We have now seen how processes described by string diagrams already exhibit some quantum-like features. It is natural to ask how much extra work is needed to go from string diagrams to Hilbert spaces and linear maps, the mathematical tools von Neumann used to formulate quantum theory in the late 1920s. The answer is: not that much.

We start by considering what it takes for two processes to be equal. In many process theories, it suffices for them to agree on a relatively small number of states. This feature leads very naturally to the notion of basis, and we can use adjoints to identify a particularly handy type of basis, called an orthonormal basis (ONB). When all types admit a basis, any process can be completely described by a collection of numbers called its matrix.

Now, such a matrix identifies a particular process uniquely, but for any matrix to represent a process we need to add a bit more structure. Therefore, we allow processes with the same input/output wires to be combined into one, or summed together. If a process theory admits string diagrams, has ONBs for every type, and has sums of processes, we can describe sums, sequential composition, parallel composition, transpose, conjugate, and adjoint all in terms of operations on matrices. We call this the matrix calculus of a process theory.
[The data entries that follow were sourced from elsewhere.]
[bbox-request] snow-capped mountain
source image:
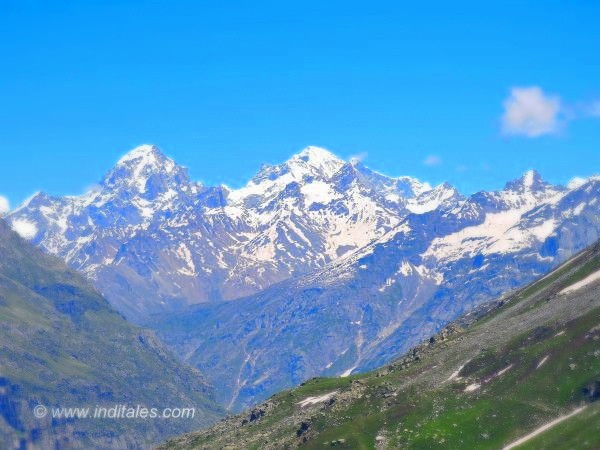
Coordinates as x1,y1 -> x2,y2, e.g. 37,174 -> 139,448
7,145 -> 436,321
154,172 -> 600,409
6,146 -> 600,408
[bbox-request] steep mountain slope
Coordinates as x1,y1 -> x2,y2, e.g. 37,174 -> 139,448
0,220 -> 222,449
152,172 -> 600,410
7,146 -> 600,409
160,243 -> 600,449
7,145 -> 434,322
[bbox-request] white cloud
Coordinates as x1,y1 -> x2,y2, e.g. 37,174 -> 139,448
423,155 -> 442,167
0,195 -> 10,214
11,219 -> 37,239
502,86 -> 562,137
348,152 -> 368,162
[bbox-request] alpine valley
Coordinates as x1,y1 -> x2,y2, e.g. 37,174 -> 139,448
6,145 -> 600,410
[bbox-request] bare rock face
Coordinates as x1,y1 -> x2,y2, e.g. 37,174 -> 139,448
7,146 -> 600,409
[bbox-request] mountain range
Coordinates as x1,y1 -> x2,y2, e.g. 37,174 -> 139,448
159,237 -> 600,450
6,146 -> 600,410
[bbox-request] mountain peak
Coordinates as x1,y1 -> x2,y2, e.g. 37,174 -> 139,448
102,144 -> 190,197
117,144 -> 169,165
287,145 -> 345,178
504,169 -> 548,191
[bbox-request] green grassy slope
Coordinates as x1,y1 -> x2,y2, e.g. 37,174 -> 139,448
161,244 -> 600,449
0,220 -> 222,449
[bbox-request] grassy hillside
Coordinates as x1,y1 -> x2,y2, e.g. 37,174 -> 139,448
0,220 -> 222,449
161,244 -> 600,449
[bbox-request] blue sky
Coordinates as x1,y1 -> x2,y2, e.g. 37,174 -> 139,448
0,0 -> 600,206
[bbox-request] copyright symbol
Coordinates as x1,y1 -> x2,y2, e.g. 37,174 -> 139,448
33,405 -> 48,419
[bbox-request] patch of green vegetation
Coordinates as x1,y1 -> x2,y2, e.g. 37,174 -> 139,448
515,402 -> 600,450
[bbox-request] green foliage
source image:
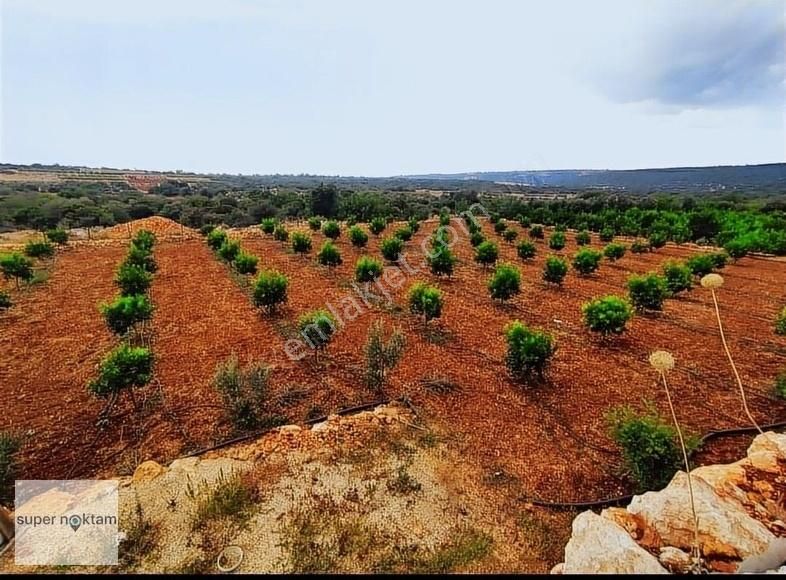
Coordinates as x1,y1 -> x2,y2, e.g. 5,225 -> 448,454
317,240 -> 343,266
581,296 -> 633,336
475,240 -> 499,266
254,270 -> 289,312
488,264 -> 521,301
603,242 -> 627,262
606,407 -> 698,492
101,294 -> 153,336
379,237 -> 404,262
88,344 -> 153,398
355,256 -> 382,282
663,260 -> 693,295
505,320 -> 556,380
409,282 -> 443,323
573,248 -> 603,276
543,256 -> 568,286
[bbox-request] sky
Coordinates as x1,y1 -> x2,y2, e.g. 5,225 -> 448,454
0,0 -> 786,176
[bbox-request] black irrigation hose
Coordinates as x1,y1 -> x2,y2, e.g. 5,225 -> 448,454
519,421 -> 786,510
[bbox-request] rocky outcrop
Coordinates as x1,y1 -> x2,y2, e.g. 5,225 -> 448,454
561,433 -> 786,573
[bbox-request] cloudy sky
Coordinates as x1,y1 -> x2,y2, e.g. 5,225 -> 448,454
0,0 -> 786,175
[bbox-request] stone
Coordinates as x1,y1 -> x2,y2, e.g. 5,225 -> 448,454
563,511 -> 668,574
Thus, by adding ONBs and sums, we have very nearly recovered the full power of linear algebra, but with the added generality that the numbers λ are still very unrestricted (in particular, they need not be the elements of some field like the real or complex numbers). In fact, a matrix calculus for relations makes perfect sense, where the numbers are booleans.

The final step towards Hilbert spaces and linear maps consists of requiring the numbers of the process theory to be the complex numbers.